The PM’s spokesman said: “(Under the) established order of precedence, the Prime Minister has appointed the Foreign Secretary as his First Secretary of State.

“In line with the order of precedence, the Chancellor would follow from the Foreign Secretary.”

Downing Street said it would look into whether to publish the list for the order of precedence for other Cabinet ministers.

Asked about reports of Mr Raab seen coughing on Tuesday morning, the spokesman added: “The Foreign Secretary is fine.”

Mr Raab and the Cabinet would be able to take military action without the consent of the Prime Minister after the Foreign Secretary was asked to deputise for Mr Johnson, Downing Street said.

Mr Raab, as First Secretary of State, would chair any meeting of the National Security Council.

But weekly calls between Number 10 and the Queen will not take place while the Prime Minister is receiving treatment in intensive care.

The Prime Minister’s official spokesman said: “Buckingham Palace and Her Majesty the Queen have been kept regularly informed about the Prime Minister’s condition and that will continue.

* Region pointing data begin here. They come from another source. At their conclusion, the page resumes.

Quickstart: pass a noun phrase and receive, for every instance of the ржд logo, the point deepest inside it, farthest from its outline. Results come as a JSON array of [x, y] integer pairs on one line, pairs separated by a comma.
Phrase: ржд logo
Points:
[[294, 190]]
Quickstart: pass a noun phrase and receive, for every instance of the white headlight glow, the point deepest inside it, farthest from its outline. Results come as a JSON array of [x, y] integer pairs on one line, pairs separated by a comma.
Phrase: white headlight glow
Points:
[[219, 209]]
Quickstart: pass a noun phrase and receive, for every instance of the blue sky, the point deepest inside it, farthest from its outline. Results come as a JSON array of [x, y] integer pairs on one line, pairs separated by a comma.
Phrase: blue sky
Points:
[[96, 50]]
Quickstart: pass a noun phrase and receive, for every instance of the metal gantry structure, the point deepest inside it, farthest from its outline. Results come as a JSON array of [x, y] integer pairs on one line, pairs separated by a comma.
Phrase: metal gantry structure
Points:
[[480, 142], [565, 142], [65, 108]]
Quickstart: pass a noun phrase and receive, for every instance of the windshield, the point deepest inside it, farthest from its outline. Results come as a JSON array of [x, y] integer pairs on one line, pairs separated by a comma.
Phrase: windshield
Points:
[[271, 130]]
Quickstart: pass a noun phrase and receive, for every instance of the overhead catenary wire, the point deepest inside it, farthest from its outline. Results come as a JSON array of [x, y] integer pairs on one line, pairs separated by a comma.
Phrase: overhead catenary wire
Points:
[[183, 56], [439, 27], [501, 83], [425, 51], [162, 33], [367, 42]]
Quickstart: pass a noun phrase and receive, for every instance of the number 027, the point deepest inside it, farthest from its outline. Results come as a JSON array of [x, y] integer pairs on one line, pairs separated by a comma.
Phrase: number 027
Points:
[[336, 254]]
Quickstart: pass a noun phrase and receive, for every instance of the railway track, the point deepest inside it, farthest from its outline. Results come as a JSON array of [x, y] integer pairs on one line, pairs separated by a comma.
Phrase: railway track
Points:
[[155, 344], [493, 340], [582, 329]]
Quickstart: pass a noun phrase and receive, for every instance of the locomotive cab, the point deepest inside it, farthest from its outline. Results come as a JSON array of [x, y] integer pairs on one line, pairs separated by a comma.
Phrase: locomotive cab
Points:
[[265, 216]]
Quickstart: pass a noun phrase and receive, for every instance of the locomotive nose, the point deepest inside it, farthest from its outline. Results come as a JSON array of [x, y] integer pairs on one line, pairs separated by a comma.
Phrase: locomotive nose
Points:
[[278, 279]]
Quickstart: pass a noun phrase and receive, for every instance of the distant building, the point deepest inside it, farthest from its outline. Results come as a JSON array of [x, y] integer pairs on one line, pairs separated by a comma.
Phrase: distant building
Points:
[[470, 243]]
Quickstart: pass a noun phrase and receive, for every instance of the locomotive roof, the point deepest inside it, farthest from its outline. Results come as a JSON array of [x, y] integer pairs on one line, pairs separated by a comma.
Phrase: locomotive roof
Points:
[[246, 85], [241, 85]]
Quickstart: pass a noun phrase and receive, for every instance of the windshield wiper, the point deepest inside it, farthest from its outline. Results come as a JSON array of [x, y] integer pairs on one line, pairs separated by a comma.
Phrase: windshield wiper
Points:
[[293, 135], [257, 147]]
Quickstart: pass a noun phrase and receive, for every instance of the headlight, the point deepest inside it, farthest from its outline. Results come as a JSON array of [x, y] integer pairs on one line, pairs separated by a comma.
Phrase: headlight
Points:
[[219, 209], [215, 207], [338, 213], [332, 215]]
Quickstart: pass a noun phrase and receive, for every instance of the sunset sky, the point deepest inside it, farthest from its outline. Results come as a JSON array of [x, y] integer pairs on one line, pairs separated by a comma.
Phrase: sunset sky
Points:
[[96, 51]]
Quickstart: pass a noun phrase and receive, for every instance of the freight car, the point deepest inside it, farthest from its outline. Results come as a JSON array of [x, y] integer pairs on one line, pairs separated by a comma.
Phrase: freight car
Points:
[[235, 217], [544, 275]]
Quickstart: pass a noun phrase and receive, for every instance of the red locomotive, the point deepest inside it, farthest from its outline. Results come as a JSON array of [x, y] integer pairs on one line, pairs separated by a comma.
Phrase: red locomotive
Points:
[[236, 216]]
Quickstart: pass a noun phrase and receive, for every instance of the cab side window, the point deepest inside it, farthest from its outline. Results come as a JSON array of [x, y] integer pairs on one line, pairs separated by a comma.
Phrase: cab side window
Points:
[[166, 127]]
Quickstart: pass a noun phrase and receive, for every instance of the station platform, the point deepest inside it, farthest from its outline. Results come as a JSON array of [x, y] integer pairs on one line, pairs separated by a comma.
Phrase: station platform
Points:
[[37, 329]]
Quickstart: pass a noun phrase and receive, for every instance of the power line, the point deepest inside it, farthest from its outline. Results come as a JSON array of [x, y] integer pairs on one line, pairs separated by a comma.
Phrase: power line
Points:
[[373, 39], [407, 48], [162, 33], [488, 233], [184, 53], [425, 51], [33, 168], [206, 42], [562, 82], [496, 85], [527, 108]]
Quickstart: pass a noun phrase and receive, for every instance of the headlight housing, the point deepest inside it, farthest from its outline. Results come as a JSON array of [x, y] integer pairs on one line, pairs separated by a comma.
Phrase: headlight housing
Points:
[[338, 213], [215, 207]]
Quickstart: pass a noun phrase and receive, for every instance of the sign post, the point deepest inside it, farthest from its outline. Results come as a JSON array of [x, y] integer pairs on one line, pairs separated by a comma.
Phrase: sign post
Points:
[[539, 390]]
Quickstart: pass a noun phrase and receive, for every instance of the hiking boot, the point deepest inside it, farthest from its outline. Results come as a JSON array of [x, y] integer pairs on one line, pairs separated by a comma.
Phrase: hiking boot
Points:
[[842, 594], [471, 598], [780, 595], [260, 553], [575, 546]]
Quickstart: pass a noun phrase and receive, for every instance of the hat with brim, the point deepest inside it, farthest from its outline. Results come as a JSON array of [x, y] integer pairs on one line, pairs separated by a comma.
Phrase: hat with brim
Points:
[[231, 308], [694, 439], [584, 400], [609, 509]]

“The Cabinet Secretary and the Prime Minister’s principal private secretary will continue their contacts with the Royal Household on the Prime Minister’s behalf.”

Asked whether Mr Raab would field any phone calls with the Queen, the spokesman added: “No, it has been agreed with the Royal Household that weekly audiences will not go ahead.”

Conservative MP Peter Bone earlier said a succession list detailing who replaces an incapacitated prime minister should be guaranteed in law.

Mr Bone welcomed the Government’s foresight to have Mr Raab as Mr Johnson’s formal deputy after the PM was admitted to intensive care following a worsening of his coronavirus symptoms.

But the MP for Wellingborough said there was a need for legal certainty.

Mr Bone’s Prime Minister (Temporary Replacement) Bill could be debated in the Commons this summer and he hopes MPs will support his proposal, which he has moved several times previously over the years.

Mr Bone said: “The first thing I’d want to say is my thoughts and prayers, and I’m sure those of my constituents, are for Boris and Carrie and hoping they will make a speedy recovery.

“The second point is there had been an ad hoc arrangement put in place so that Dominic Raab became effectively Prime Minister, he’s effectively Prime Minister at the moment, and I’m pleased that happened so there isn’t an immediate crisis.

“But what my Bill tries to do is set out in law the succession – it could have said Foreign Secretary, Chancellor, and so on – as there has to be a question mark if Dominic Raab was to fall ill, who would take over?

“It’s to give certainty to the situation and it is what it says, a temporary prime minister replacement.

“As in the circumstances with Boris, who will I expect be off work for I guess a number of weeks while he recovers, he will then go back to being Prime Minister as soon as he gets better, but in between people need to know who’s in charge.

“Thankfully the Government had sense to put this in place but if they hadn’t have done that, we don’t know who would have been in charge.

“There should be a formal situation, like there is in the United States of America – where you know if the President is incapacitated temporarily then who is the next person who takes over.”

Mr Bone said he had never understood the UK’s reluctance to take similar steps as emergency situations require an immediate answer over who is in charge.

He went on: “I think my Bill is listed for July 10. I hope we will make some more progress this time and people will support it, but the key thing is for Boris to get better and I shall be clapping (in support) at 8 o’clock tonight.”

Mr Bone said he had been raising the issue since the days of the New Labour governments, adding: “The closest I ever got to why they don’t do it is ‘If I told you why I’d be breaking the Official Secrets Act’, so I’ve no idea what that meant.”